The icing might be royal or merengue or buttercream, and even as you watch steady hands piping pink rosettes to trim the edges (knowing very well this is a show and not happening in your house right now), you can almost taste it.


At home, the results of our baking endeavours are not always successes (especially if you’re me), nor are they particularly immediate. However, when the house starts to smell like freshly baked cookies or the apartment takes on the odour of pumpkin-spiced whatever, something is triggered inside us.

We start to feel anticipation, delight even.

Then, we pop the thing out of the oven, and even if it’s only halfway salvageable, we have created something. We have accomplished our goal. Unless we’re very well practised or super lucky, it probably doesn’t look like the GBBO creations when they come out of the oven (and if it does look like that, what are you sitting around reading this blog for? Bake, I tell you, bake for a living!). But no matter what it looks like, we are instantly gratified that we’ve created something out of seemingly nothing.

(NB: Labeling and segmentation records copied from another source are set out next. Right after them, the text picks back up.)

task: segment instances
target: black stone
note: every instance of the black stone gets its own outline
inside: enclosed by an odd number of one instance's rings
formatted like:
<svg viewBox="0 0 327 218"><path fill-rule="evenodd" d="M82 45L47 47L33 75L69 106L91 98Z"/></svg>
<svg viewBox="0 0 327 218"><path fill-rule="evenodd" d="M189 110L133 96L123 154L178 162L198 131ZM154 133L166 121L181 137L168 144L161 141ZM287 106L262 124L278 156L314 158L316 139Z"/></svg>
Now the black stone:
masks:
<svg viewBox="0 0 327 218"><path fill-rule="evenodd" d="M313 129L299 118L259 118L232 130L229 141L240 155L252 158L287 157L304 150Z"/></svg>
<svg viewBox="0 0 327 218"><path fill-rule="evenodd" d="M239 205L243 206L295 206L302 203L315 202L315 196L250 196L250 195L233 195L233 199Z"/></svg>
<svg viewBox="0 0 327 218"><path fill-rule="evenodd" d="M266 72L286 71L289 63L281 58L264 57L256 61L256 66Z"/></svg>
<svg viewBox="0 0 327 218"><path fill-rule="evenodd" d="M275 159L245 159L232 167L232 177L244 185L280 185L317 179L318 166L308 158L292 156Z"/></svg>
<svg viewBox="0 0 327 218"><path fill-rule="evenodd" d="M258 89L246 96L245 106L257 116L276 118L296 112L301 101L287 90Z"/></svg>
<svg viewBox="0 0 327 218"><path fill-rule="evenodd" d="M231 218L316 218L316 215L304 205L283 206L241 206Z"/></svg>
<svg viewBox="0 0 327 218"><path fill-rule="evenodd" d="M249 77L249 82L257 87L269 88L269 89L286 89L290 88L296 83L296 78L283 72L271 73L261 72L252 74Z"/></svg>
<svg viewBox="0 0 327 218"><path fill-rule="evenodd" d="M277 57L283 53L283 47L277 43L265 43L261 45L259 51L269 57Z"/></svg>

It’s an accomplishment, and our brains know we’ve achieved a goal. We can celebrate this mere fact. We have brought a goal we set for ourselves fully to fruition. Though it may be a small win, this accomplishment makes us better prepared to tackle our other goals.

Dreaming, getting our hands dirty, and that elusive-in-modern-life sense of tangible accomplishment — that’s why baking is so therapeutic. So, bring your bakes up to the front of the room and place them on the gingham altar.

And for goodness sake, don’t stop baking. It’s therapy!